Monday, 5 November, 2007 , 21:26
Turkish Prime Minister Recep Tayyip Erdogan welcomed Bush's commitments following crisis talks here between the two leaders, but said his country had no plans to withdraw some 100,000 troops massed on the border with Iraq.
Bush insisted that the United States stood shoulder to shoulder with its NATO ally Turkey over a spate of deadly cross-border attacks by the outlawed Kurdistan Workers' Party (PKK).
"PKK is a terrorist organization. They're an enemy of Turkey. They're an enemy of Iraq. And they're an enemy of the United States," Bush told reporters after the White House meeting.
The president announced a new three-way military partnership grouping the United States, Turkey and Iraq to improve the sharing of real-time intelligence on the PKK.
Washington was also looking at cutting off money flows to the Kurdish rebels, and their ease of travel, he said.
As Pakistan sinks deeper into political crisis, Bush would be loath to see any escalation in tensions between Turkey, another crucial anti-terror partner, and US allies in northern Iraq's autonomous Kurdish region.
As the two leaders met, hundreds of banner-waving ethnic Kurds including many in traditional dress rallied outside the White House with chants of "stop the Turkish invasion."
"We are not after war. We have a mandate from the Turkish parliament to conduct an (anti-PKK) operation," Erdogan said at Washington's National Press Club, describing himself has "happy" as a result of his talks with Bush.
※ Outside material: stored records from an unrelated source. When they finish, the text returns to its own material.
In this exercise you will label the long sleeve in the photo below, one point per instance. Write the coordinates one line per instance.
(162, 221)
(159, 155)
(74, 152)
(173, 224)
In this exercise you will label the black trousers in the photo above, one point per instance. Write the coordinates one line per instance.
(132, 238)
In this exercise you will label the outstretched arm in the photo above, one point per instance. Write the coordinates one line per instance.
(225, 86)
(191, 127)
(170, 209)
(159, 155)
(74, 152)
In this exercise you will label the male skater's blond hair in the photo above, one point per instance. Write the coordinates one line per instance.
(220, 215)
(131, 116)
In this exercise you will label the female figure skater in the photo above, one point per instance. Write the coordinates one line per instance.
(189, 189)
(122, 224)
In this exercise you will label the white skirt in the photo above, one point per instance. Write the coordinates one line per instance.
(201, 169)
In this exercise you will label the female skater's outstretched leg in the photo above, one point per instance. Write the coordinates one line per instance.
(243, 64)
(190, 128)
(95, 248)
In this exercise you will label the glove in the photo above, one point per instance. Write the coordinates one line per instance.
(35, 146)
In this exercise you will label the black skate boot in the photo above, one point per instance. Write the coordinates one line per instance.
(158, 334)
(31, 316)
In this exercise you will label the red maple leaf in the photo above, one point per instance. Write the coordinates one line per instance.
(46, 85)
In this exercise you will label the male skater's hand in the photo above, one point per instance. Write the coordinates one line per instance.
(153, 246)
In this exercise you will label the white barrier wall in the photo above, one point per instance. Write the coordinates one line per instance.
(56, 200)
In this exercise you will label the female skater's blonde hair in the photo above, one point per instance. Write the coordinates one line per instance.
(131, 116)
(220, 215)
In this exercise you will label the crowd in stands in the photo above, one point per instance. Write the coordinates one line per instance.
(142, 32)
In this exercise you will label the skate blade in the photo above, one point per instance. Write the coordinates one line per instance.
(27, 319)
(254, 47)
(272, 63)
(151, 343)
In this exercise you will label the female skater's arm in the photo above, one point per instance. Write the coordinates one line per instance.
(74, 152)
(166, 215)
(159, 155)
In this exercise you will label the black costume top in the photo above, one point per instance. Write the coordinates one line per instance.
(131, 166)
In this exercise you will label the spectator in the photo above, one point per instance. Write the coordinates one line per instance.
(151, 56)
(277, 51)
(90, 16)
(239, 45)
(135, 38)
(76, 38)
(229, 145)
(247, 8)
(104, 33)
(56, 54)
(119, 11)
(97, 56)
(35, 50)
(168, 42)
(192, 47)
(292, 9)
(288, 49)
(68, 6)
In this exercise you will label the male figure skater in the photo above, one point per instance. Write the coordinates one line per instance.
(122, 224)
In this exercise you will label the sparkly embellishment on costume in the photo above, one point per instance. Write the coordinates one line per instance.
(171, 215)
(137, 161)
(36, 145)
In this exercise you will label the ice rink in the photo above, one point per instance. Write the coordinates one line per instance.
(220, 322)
The prime minister said Turkey was awaiting concrete action following assurances by Iraq's government that it is clamping down on the PKK.
"And so I will trust this process and we will see what takes place as this process moves along," he said through an interpreter, while declining to say whether Turkey might now review its massed deployment of troops on the border.
"We will continue to take those precautions," he said.
Ahead of his meeting with Bush, Erdogan warned "the Turkish people have run out of patience."
But in an interview with the Italian daily La Stampa, Erdogan also said Turkey could call off its threatened incursion if "the Iraq government took urgent and permanent measures against the PKK in Iraqi territory."
Earlier Monday, Iraqi Kurdish regional prime minister Nechirvan Barzani proposed four-party talks to end the PKK incursions -- with his government as one of the participants along with Ankara, Baghdad and Washington.
"This is a transnational issue, complicated by ethnic ties, and no party can find a solution on its own," Barzani wrote in the Washington Post.
But PKK leader Murat Karayilan called on the Iraqi Kurdish leadership to stand by its ethnic kin.
"No action (against the PKK) can be successful ... as long as we, the Kurds, preserve our unity," he told the Firat news agency, considered to be a mouthpiece of the PKK.
Erdogan was being accompanied by Turkish Foreign Minister Ali Babacan and Defense Minister Vecdi Gonul on his brief visit to Washington, before he heads to Rome for talks with Italian Prime Minister Romano Prodi.
Despite Iraq's announcement of new steps to curb the PKK separatists, Babacan said military options "remain on the table."
Some observers fear that US influence with Turkey has been undermined by a push in Congress to label the Ottoman Empire's World War I massacre of ethnic Armenians as "genocide."
But fierce pressure from both Turkey and the White House appears to have paid off for now, with its Democratic authors agreeing late last month to shelve a House debate on the resolution.
"We view this with cautious optimism," Erdogan said, thanking the Bush administration and House members who had spoken out against the bill for fear of its damage to sensitive ties with Turkey.
"We are ready to settle accounts with our history, but our documents indicate that no such genocide took place. In fact our values do not permit our people to commit genocide," the Turkish leader said.